Yes, Fixed-Rate Annuities Should be in a Managed Portfolio
April 18, 2023 by David Blanchett
Editor’s Note: Recently, Retirement Daily published an article by annuities expert Ken Nuss, in which he argued that fixed-rate annuities are simple products that do not belong in a fee-based managed portfolio. He claimed that investment managers charging fees for managing these products are misleading clients. We heard from two other experts who see this differently. This is the second of the responses we received. The first is here.
Fixed rate annuities, also called multi-year guaranteed annuities (“MYGAs”), can be a powerful addition to a fee-based portfolio, despite suggestions to the contrary.
MYGAs currently offer yields that are attractive on both a relative and absolute basis when compared to other lower risk investment strategies, and fee-based MYGAs typically offer yields that are higher than the more traditional MYGAs.
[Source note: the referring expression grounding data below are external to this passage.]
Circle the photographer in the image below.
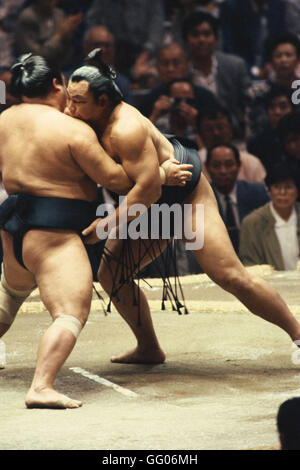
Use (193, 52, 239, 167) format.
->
(149, 78, 201, 143)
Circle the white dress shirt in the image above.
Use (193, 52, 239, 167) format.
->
(190, 55, 218, 96)
(270, 202, 299, 270)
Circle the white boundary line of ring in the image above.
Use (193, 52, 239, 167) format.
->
(69, 366, 138, 398)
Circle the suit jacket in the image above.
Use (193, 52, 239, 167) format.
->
(211, 179, 270, 252)
(215, 51, 251, 134)
(211, 180, 270, 225)
(239, 202, 300, 271)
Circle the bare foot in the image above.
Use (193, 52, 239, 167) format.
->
(25, 387, 82, 409)
(111, 346, 166, 364)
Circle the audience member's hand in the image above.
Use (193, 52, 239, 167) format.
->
(254, 62, 272, 80)
(150, 95, 172, 122)
(55, 13, 83, 40)
(176, 101, 198, 127)
(133, 50, 158, 84)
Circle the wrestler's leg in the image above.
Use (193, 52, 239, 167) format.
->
(182, 174, 300, 342)
(0, 231, 36, 338)
(22, 229, 93, 409)
(98, 237, 168, 364)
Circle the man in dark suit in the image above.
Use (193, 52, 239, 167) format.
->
(182, 11, 251, 136)
(206, 142, 270, 253)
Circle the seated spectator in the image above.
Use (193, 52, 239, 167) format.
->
(14, 0, 83, 71)
(206, 143, 269, 252)
(83, 26, 134, 105)
(182, 11, 251, 136)
(277, 397, 300, 450)
(246, 32, 300, 137)
(149, 79, 201, 142)
(220, 0, 286, 72)
(86, 0, 165, 81)
(197, 104, 267, 182)
(138, 43, 216, 119)
(164, 0, 221, 46)
(247, 85, 295, 173)
(239, 164, 300, 270)
(277, 112, 300, 192)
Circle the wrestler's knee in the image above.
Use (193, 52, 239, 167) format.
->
(0, 267, 34, 327)
(212, 267, 252, 295)
(52, 309, 88, 328)
(52, 314, 84, 339)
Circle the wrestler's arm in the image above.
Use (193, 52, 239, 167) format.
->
(69, 123, 133, 195)
(90, 124, 163, 239)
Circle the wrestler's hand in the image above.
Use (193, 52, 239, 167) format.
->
(162, 159, 193, 187)
(82, 218, 103, 244)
While a financial advisor may charge additional fees for managing assets that include MYGAs, reducing the net realized return by the investor, this fee typically includes additional services beyond simply managing the portfolio (e.g., financial planning) and research suggests that financial advice can more than pay for itself.
Click HERE to read the full story
Wink’s Moore on the Market: Ha!
No sooner had I read a David Lau response to Ken Nuss‘ article with “The Street,” than David Blanchett tag-teams in!
Blanchett and I don’t always see eye-to-eye. Yet, he has become a valued friend over the past couple of years.
You know what we do agree on?
Straight out of his mouth, “…not only do I think fixed rate annuities should be considered for fee-based accounts, but I think all fee-based financial advisors should more actively consider annuities for their clients!”
YASSS!
I know this is splitting hairs…I DO want to note that multi-year guaranteed annuities (MYGAs) are not synonymous with “fixed annuities” though. There are one-year guaranteed rate annuities, which would not be considered a MYGA, as their rates can change annually. Perhaps “declared rate annuities” would be a better moniker?
He is on the money with his communication of MYGA commissions; they average 2.53% today.
And it is interesting to hear his perspective that “[he doesn’t] think value should be defined as activity,” when it comes to advising on finances. I think this is important in the argument that RIAs “should/shouldn’t charge AUM on fixed insurance products.”
While David “think[s] the rise of fee-based annuities is an exciting innovation,” it isn’t necessarily translating to sales. Fee-based annuities account for less than 1% of all deferred annuity sales, and that figure hasn’t changed much. That said, today there ARE 142 different fee-based annuities for sale, from 36 different insurance companies. So, there is activity there.
And choices!!
In closing, this academic suggests, “more financial advisors should be actively considering annuities for clients.”